Face matching process
A typical face matching algorithm can be broken down into the following steps:
Step 1 (Capture): A selfie or short video is captured on a mobile or web camera. If the user submits an ePassport or eID, the system also reads the main portrait stored in the RFID chip and, where available, secondary portraits (such as additional chip-stored images or ghost images printed on the document).
Step 2 (Image quality checks): Before any biometric checks, the software screens the selfie for sharpness, exposure, frontal pose, and occlusions.
Step 3 (Liveness detection): Then, the system checks that a real person is present—not a printout, mask, injection or replay.
Step 4 (Feature extraction): The face is passed through a neural network that produces a fixed-length vector, often called an embedding or template. This encoding is what the matcher compares, not the raw photo. The detection-alignment-embedding pattern is widely documented in verification pipelines used by industry and research.
Step 5 (Comparison): The live selfie embedding is compared to the trusted reference embedding. The scorer outputs a similarity value, which is the basis for the pass or fail decision (depending on the threshold).

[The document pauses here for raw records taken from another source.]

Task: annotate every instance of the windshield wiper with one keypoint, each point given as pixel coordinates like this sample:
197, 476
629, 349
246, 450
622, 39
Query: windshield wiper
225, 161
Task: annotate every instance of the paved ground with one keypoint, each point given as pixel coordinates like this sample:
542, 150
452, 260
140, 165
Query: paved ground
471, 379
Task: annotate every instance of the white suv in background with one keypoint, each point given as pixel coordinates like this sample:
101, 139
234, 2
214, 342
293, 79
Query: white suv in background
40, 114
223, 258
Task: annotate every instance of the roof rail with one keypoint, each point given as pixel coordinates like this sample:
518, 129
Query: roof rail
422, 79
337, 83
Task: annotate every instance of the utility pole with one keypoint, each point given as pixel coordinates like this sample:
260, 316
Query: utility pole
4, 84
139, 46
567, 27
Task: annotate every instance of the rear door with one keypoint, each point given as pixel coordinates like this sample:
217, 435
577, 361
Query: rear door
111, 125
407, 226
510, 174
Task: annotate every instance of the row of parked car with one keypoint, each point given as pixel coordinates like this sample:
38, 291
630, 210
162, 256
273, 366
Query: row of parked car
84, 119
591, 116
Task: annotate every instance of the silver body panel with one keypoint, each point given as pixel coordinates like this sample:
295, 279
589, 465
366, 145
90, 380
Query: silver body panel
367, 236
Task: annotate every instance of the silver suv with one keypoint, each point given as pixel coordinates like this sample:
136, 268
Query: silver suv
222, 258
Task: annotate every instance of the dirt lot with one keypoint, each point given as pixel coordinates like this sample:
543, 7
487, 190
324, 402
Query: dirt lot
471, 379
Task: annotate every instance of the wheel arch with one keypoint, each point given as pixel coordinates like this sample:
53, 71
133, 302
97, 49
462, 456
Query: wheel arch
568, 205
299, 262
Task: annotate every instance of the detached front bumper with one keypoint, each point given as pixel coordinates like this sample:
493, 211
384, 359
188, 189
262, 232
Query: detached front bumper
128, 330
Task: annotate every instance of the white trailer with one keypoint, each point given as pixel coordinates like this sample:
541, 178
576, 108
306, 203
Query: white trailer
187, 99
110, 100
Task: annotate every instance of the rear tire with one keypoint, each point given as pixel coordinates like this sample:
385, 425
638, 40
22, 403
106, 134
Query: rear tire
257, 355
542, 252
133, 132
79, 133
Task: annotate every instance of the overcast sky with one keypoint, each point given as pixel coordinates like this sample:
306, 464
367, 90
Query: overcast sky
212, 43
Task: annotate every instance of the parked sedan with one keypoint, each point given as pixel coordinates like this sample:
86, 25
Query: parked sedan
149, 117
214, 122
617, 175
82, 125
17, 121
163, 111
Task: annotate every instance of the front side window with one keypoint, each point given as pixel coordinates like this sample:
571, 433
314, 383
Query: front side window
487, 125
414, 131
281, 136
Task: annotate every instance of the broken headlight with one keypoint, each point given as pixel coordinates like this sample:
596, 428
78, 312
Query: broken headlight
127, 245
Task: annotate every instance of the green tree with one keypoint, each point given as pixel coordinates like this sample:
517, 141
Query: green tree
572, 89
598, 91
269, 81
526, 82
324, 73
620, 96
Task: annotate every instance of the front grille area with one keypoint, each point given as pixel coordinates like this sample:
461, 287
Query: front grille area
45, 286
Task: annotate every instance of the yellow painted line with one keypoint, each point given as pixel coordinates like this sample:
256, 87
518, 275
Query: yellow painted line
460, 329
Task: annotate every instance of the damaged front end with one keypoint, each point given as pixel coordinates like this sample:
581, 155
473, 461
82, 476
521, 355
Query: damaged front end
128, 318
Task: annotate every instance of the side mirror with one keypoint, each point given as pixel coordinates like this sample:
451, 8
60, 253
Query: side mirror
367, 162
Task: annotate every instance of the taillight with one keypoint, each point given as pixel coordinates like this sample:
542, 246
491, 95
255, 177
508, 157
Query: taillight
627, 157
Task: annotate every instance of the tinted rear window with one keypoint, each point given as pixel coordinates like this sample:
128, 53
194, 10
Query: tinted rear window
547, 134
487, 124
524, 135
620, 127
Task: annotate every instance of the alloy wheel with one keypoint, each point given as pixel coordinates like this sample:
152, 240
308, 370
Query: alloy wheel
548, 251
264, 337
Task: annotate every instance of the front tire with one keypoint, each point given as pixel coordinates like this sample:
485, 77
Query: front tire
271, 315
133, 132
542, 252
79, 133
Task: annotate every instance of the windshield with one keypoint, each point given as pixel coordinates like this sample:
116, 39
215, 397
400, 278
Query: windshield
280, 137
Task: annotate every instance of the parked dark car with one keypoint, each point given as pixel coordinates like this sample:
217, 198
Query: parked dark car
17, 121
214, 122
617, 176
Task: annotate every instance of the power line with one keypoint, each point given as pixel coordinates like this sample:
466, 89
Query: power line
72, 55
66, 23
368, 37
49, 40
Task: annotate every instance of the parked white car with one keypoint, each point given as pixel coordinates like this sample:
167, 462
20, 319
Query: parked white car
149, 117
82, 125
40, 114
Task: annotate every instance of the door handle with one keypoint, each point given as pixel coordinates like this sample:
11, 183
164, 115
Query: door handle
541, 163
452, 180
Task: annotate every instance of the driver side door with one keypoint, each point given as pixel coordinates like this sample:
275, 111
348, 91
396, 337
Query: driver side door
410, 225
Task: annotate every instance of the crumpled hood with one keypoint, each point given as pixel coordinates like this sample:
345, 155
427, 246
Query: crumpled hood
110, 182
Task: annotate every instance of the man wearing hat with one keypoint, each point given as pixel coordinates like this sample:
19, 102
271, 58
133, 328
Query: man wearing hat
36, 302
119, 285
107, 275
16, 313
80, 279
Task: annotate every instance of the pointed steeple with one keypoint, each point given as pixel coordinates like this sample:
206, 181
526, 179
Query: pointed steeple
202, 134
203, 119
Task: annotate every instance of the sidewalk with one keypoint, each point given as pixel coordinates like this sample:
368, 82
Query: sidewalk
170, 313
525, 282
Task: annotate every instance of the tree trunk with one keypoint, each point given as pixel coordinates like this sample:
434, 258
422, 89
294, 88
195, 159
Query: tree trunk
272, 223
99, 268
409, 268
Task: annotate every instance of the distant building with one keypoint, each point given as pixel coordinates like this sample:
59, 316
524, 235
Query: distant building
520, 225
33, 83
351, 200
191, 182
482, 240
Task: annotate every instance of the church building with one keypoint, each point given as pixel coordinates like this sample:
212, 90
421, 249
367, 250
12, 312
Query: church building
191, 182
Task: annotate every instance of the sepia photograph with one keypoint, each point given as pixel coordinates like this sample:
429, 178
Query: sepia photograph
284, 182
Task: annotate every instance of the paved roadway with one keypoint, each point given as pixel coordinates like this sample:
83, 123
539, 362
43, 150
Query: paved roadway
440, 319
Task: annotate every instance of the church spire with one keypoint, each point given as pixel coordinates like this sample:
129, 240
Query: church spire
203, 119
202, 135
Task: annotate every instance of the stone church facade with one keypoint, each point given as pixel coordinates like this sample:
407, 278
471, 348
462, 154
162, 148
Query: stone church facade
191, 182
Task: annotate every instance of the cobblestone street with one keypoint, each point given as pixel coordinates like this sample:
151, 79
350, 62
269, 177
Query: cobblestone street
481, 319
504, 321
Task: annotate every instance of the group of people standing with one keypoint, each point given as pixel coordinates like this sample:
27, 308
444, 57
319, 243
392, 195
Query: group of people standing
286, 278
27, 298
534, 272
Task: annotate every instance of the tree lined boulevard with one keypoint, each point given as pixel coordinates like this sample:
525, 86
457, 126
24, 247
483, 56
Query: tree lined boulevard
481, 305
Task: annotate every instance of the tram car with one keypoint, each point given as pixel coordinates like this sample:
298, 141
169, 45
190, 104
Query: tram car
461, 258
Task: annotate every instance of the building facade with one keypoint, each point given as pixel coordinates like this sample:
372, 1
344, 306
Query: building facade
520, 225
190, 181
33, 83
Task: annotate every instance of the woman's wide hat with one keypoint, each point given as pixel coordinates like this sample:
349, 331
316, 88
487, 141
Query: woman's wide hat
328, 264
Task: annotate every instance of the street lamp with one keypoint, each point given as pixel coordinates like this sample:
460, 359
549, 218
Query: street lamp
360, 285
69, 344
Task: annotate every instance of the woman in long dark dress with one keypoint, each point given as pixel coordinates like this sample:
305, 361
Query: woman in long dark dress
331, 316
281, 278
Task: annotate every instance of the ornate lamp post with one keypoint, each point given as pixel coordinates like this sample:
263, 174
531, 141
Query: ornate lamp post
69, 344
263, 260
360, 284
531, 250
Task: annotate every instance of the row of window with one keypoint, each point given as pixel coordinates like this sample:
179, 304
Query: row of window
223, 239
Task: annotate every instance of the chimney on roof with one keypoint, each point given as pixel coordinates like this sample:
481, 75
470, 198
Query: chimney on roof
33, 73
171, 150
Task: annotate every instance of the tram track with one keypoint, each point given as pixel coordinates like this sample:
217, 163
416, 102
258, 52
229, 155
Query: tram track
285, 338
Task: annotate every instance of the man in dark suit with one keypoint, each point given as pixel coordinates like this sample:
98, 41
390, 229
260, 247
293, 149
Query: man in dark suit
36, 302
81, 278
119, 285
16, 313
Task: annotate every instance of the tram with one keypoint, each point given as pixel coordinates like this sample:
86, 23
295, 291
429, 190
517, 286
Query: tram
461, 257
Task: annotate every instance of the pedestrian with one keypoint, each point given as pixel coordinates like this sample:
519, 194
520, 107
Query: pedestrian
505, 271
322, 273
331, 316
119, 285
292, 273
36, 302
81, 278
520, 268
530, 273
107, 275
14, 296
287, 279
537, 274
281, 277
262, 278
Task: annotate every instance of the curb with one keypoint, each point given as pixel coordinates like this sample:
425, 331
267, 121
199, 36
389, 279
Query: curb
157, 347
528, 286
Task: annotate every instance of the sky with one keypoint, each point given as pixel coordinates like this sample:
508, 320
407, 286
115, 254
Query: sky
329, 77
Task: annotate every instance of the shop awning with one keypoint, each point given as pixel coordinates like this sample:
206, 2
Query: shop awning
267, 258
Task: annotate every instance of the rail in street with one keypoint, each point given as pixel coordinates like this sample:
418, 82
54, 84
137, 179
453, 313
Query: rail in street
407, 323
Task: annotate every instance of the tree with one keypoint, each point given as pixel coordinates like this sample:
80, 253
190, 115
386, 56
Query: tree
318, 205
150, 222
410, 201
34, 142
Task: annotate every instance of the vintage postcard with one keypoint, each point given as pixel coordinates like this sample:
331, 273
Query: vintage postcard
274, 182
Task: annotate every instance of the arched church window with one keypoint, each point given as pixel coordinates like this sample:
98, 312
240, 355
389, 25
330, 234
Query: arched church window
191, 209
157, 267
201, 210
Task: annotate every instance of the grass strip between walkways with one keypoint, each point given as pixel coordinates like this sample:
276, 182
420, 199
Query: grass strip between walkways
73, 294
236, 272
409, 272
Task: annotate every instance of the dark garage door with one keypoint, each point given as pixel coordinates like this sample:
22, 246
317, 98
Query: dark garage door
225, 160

Step 6 (Outcome): If the score is below the threshold because of blur, glare, or pose, the user can be prompted to recapture. If PAD (Presentation Attack Detection) or injection checks fail, the session is blocked. If scores are near the policy boundary, organizations may send the case to manual review depending on their assurance level and local rules. NIST SP 800-63A-4 describes how biometric comparison ties the applicant to the strongest piece of identity evidence within an IDV session.
Types of face matching
Below are the most common patterns of face matching found in real-life deployments:
Document-to-selfie (enrollment/KYC)
A live capture is compared to portraits extracted from the ID. For ePassports and many eIDs, this includes the image in the RFID chip, which provides a high-quality facial reference for verification. Printed portraits from the visual zone can be compared as well, either as the main reference or as a secondary check. This is the default pattern for remote onboarding, and is widely used at automated border control gates, where the live capture is matched to the chip portrait.
In-document portrait cross-checks
Many IDs carry more than one portrait: a primary photo in the visual zone, a portrait in the chip, and sometimes a secondary or “ghost” image as an MLI, hologram, or visible under special light. Comparing these against one another catches swaps or edited portraits before even comparing against the live selfie, and points out if a document has been tampered with.
Live-to-chip at eGates (kiosk flows)
At airports, the gate captures a face and runs a one-to-one match against the image in the chip as part of the document and traveler check. In some countries, it is also linked with remote check-in: passengers share their data and a selfie in advance, so when they reach a kiosk or eGate, the face match serves mainly as a fast confirmation.
A final word on face matching
Face matching is the step that links a human being in front of a camera to evidence that has already been validated. Without it, even the strongest document checks leave open the possibility of someone else using that document.
That’s why, when combined with liveness checks and strong document validation, face matching can block common fraud and make your KYC procedures predictably robust.